When Ain O Salish Kendra (ASK) was asked whether it submitted the report or statistics of deaths to the government, the human rights organizer and also executive director of ASK, Noor Khan Liton, told the New Nation that they generally published it on their website and also informed the media.
Noor Khan Liton added that they normally urge the government to stand beside victims who feel insecure facing threats from powerful perpetrators.
He said that the reasons of deaths in jail were prolonged mental stress, social pressure, prison's crowded and unhealthy environment, heart attack, and other serious diseases without immediate and timely treatment. Besides, many died due to torture during the interrogation in police custody after arrest.
In cases of deaths in jail and police custody, postmortem is mandatory, and a committee should be constituted to conduct the postmortem, Noor Khan Liton added.
This human rights organizer also said that if an ordinary prisoner became sick in prison, he was shown negligence. When his condition deteriorated, only then they would take measures.
In this regard, Farzana Rahman, professor and chairman of criminology department of University of Dhaka told the New Nation that a special law was introduced in Act-2013 to prevent the custodial deaths, but it is not being properly implemented.
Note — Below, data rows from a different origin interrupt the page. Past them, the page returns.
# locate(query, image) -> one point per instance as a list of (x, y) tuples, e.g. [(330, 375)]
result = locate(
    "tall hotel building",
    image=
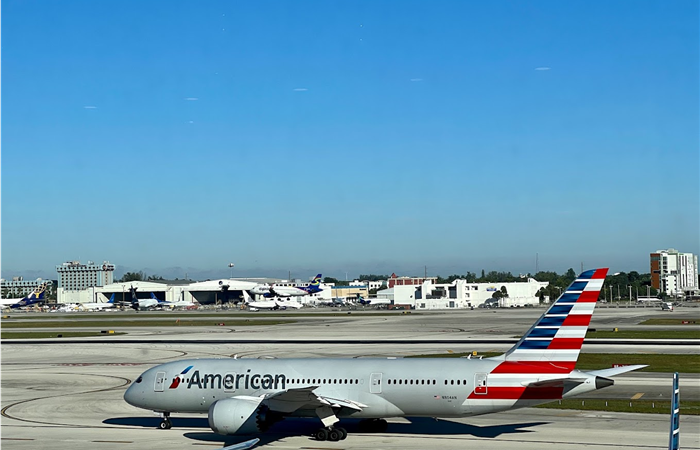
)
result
[(76, 279), (674, 273)]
While interrogating, the police need to ensure presence of a health officer so that the accused instantly gets health support. In this way, custodial deaths may be reduced, Dr. Farzana added.
When the New Nation tried to contact Brigadier General ASM Anisul Haque, Inspector General of Prisons, for his comment on this issue over mobile phone, he could not be reached.
Deputy Commissioner of Media and Public Relations Department of Dhaka Metropolitan Police (DMP) Faroq Hossain said that there is no scope for torturing an accused after his arrest or when he is taken in remand.
The Prevention of Custodial Deaths Act-2013 stipulates no investigating officer can torture the remanded accused in the name of interrogation.